Over a period of six months, the work group executed the following tasks:

• Identified practices to participate in the program
• Designated a clinical practice champion in each practice to participate in the initiative
• Developed workflows for the program, in which a centralized RPM nurse would monitor all patients enrolled in the program, and follow up with the clinical practice champions as needed (see Figures 1 and 2)
• Identified patients in each practice who met preliminary criteria for participation
• Developed time aggregation reports, an RPM visit type, and template notes in Epic/EHR for practices to enroll patients in the program and bill the RPM codes (99453, 99454, 99457)
• Acquired equipment needed for the program (BP cuffs, scales, gateway hubs)
• Held a kickoff event with all practices during which we provided live education on CHF and RPM, gave hands-on training with the equipment, demonstrated the dashboard, and reviewed enrollment packets and the billing process
• Quick-reference clinical protocols and referral pathways were designed by our clinical team and reinforced at the kickoff event and in follow-up meetings with the practices.

Implementation of the workflow

Clinical practice champions were given preliminary patient panels (see Figure 3) for validation. The validation process confirmed or excluded patients from participating in the program.

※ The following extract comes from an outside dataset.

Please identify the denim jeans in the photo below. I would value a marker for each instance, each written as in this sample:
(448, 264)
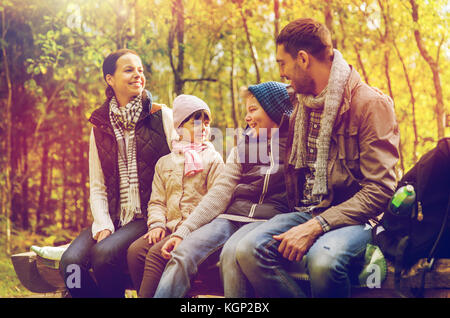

Upon completion of the validation process, practices were asked to:

• Reach out to patients to offer enrollment in the program
• Schedule patients who agreed to participate for in-office enrollment.

Once patients were scheduled for enrollment, practices were provided RPM kits (equipment) and enrollment packets. They were also asked to define each patient’s BP and weight parameters prior to enrollment.
On the day of enrollment, clinical practice champions were:

• Supported by the RPM nurse to complete the enrollment packet with patients (for their first enrollment)
• Supported by a representative from the equipment vendor to train patients on the equipment and to enroll patients on the dashboard.

Following enrollment, patients were monitored by the centralized RPM nurse and communication was forwarded to clinical practice champions (via EHR messaging) for follow-up with patients, as appropriate.

Early findings and measures of success

The workflow functioned as intended, but many patients preferred to be contacted by staff at their primary care provider’s office, as opposed to the “central” RPM nurse. In consideration of patients’ preferences, the centralized RPM nurse was discontinued from the program. The program was reorganized (see Figure 3) for staff at each practice to monitor patients’ readings and communicate directly with patients/caregivers, as appropriate.

The measures of success include enhanced medication adherence, reduced time to guideline-directed medical therapy (GDMT), reduced ER admissions and hospitalizations, and improved patient quality of life (measured by the Minnesota Quality of Life Questionnaire). At this time, patients have been enrolled for six months or fewer in the program. Since the program was implemented, primary care physicians and the community cardiologist report feeling more comfortable managing CHF patients, as the program design includes easy-reference clinical protocols and a clear referral pathway for physicians to utilize when appropriate. Early findings appear to indicate increased patient engagement, low ER/hospital utilization and a trend toward reduced time to GDMT. Patients must be enrolled for a minimum of 18 months before endpoints and performance will be assessed.

Conclusions

The innovative design of the RPM program leverages the intersection of population health data analytics, advances in healthcare technology and existing care delivery models to effectively manage our high-risk, high-spend patients in the community setting. The program design is also unique in that it positions the primary care physician as the “quarterback of care” for the patient, enabling them to drive timely and effective medical decision making for our most fragile patients using real-time, reliable data and clinical notifications embedded in their daily EHR workflow.